The strategies mirror exactly what I do when navigating a large codebase with limited vision:
Summarize aggressively. When I’ve been reading through a complex module, I don’t try to remember every line. I write myself a note: “This module handles authentication via OAuth, entry point is authenticate() on line 42.” That’s compression. In an agent system, you periodically ask the model to summarize the conversation so far, then replace the raw history with the summary. You lose some detail, but you gain coherence.
Prioritize what’s in front of you. I keep my screen magnifier focused on the code I’m actively working with, not the file I read an hour ago. In context engineering, this means injecting fresh, relevant data close to the end of the context (where the model pays the most attention) and pushing older material toward the beginning or out of the window entirely.
Use external memory. I can’t hold the whole codebase in my field of vision, so I use tools—search, bookmarks, the file navigator. Similarly, production AI systems store information in external databases and retrieve it on demand rather than trying to hold everything in the context window. (This is the foundation of RAG, which we’ll dive into in Part 2.)
Evict what’s irrelevant. If I’m debugging a billing issue, I don’t need the authentication module on my screen. In context engineering, this means actively removing conversation turns, tool outputs, and documents that are no longer relevant to the current task. Most teams don’t do this. They treat the context window like an append-only log. It should be treated like a carefully curated briefing that evolves with the conversation.
Anthropic’s own engineering guidance distills this into a hierarchy: prefer raw data when it fits, compact when it doesn’t, summarize only as a last resort. Every level of compression loses fidelity. The art is knowing when that trade-off is worth it.
What We Built (And What Went Wrong)
Let’s return to our support bot and look at the naive architecture we actually shipped:
Customer Ticket → Chat UI → System Prompt + Conversation History → Stateless LLM → Response
That’s it. A single linear path from question to answer, with nothing in between to ground, verify, or manage the flow of information. Every failure we experienced maps directly to this broken pipeline:
No ground truth. The model’s only knowledge base was its pre-training—what it learned in “college”—plus a few paragraphs we pasted into the system prompt. Every answer about Acme Corp’s specific policies was a statistical guess dressed in confident language.

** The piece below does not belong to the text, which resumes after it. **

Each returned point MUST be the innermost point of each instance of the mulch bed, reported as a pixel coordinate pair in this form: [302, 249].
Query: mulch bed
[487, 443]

No context strategy. Every conversation was append-only, ensuring that by message twenty, the critical details from message three were lost in the middle. We treated the context window like a bottomless log file. It isn’t one.
No verification. When the model quoted a 60-day refund window, nothing checked that claim against reality before it reached the customer. The system prompt was a costume, not a safety boundary.
Every one of these failures maps to a missing architectural component—components we’ll build over the next four parts of this series. RAG and tools in Part 2. Reasoning chains and guardrails in Part 3. Protocols and memory in Part 4. The right framework to wire it all together in Part 5.
But the foundation—the mental model that makes everything else click—is what we covered today. An LLM is a stateless prediction engine. A chatbot is that engine wearing a costume. A context window is the engine’s limited field of vision. And context engineering is the discipline of managing that field of vision as carefully as an architect manages the flow of a building.
Or, if you prefer my version: the model is myopic, and we need to build it a better pair of glasses.